Recognising drugs and alcohol were a big part of the problem, the NT Liquor Commission was also engaged, which locals say inspired alcohol limits of six mid-strength beers a day, restrictions that continue in Wurrumiyanga.
A statue of Jesus in an overgrown yard
A statue of Jesus outside the old community health clinic in Wurrumiyanga, a building that is no longer in use Source: SBS News / Laetitia Lemke
At the peak of the crisis in 2002 nine deaths were reported in one year, by 2008 there was one.

The Northern Territory’s Executive Director of Mental Health says it’s work that informed the the NT Suicide Prevention Strategy, with grants to support local solutions.

“The work that Bernard did continues to this day,” Cecelia Gore says.
A timber-slatted church stands on stilts. A sign that reads ‘No Entry’ blocks the stairs.
The school that Bernard Tipiloura attended and later taught at was held on the dirt floor underneath this old church in Wurrumiyanga on Bathurst Island Source: SBS News / Laetitia Lemke
“We think things are improving, but it's a long journey, because many of the things that we know are the problem are about long term problems, the inter-generational trauma, the poverty, the impacts of racism and colonisation, and those things don't go away.”

Suicide rates are no longer reported for individual islands or communities, so a direct comparison to the 2002 crisis isn’t possible, but the state based rates published by the (AIHW) and the Australian Bureau of Statistics (ABS) show the Northern Territory figures remain the highest in the country.

Suicide remains the leading cause of death for children in the Northern Territory, .
A man wearing a blue shirt and smiling
NT Indigenous leader Dr John Paterson, who is head of the Aboriginal Medical Services Alliance in the NT Source: SBS News / Laetitia Lemke
Indigenous leader Dr John Paterson is the head of the Aboriginal Medical Services Alliance of the NT (AMSANT) and says the government must do more to build capacity in communities and allow for leadership.

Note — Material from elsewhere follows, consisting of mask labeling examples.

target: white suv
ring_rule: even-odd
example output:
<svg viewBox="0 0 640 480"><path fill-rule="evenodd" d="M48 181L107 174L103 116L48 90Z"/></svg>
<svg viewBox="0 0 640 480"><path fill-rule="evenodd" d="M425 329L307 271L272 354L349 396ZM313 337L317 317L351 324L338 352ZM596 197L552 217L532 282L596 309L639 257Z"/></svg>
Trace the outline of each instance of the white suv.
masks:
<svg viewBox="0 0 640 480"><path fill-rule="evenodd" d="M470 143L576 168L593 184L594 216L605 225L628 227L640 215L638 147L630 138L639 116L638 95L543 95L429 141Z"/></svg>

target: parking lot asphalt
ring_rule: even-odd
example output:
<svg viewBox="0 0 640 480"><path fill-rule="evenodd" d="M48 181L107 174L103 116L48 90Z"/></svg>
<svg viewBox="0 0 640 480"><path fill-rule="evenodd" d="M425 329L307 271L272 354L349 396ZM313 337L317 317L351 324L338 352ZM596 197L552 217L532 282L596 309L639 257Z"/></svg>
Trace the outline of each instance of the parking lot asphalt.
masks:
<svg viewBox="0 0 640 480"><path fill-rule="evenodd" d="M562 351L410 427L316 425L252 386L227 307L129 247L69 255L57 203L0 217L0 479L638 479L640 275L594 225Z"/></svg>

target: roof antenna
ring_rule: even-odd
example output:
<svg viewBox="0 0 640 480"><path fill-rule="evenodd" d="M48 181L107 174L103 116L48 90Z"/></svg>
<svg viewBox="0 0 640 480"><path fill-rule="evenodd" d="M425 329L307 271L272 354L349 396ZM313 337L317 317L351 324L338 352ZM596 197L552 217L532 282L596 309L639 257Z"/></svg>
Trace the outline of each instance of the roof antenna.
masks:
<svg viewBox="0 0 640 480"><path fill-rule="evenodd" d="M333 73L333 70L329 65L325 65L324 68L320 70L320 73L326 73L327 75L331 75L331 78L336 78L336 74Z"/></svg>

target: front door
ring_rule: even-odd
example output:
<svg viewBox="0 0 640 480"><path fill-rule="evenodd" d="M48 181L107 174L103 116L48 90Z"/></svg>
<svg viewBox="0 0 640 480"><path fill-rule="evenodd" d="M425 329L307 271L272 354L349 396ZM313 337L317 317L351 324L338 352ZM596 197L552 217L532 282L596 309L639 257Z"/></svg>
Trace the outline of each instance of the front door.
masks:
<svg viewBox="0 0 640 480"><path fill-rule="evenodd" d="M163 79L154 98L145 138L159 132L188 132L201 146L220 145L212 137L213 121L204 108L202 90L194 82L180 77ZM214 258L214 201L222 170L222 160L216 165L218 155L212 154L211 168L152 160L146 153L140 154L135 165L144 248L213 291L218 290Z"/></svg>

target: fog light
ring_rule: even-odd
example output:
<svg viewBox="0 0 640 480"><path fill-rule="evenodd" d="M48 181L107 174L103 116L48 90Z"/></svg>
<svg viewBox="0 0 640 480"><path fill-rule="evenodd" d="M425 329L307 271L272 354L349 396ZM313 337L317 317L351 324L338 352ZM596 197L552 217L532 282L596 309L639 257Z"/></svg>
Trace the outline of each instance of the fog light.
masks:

“Why we experience so much unrest in communities these days is because that self-determination, that governance structure of local Aboriginal traditional owners and other Elders in making decisions for their communities has eroded and now we've got either governments or other third parties making decisions on behalf of Aboriginal communities and I think that's wrong, that needs to change, “ Dr Paterson says.
A man wearing a Collingwood Aussie Rules jumper sitting in a chair outside in front of a life-size cut-out of himself.
NT Senior Australian of the Year Bernard Tipiloura sits at a life size cut out of himself at the Patakijiyali Museum's language garden designed to help children learn their language Source: SBS News / Laetitia Lemke
On the Tiwi Islands, Bernard Tipiloura is still doing the work, running suicide prevention talks with a family just last week. He says the issues are increasingly complicated with marijuana and other drugs playing a bigger role and young people not just threatening self-harm, but also harming others.

Far from defeated, he is amplifying his efforts, embarking on what he says could be his most important work yet; helping Tiwi children learn how to carve traditional canoes, a skill that has been lost on the island.

“I pray every day that I might live a bit further because I want to help more young people stop suicide,” he says.
Bernard Tipiloura stands with a hand carved canoe inside
Bernard Tipiloura stands with a dugout canoe at the museum in Wurrumiyanga Source: SBS News / Laetitia Lemke
The Australian of the Year Awards will be announced on 25 January in Canberra.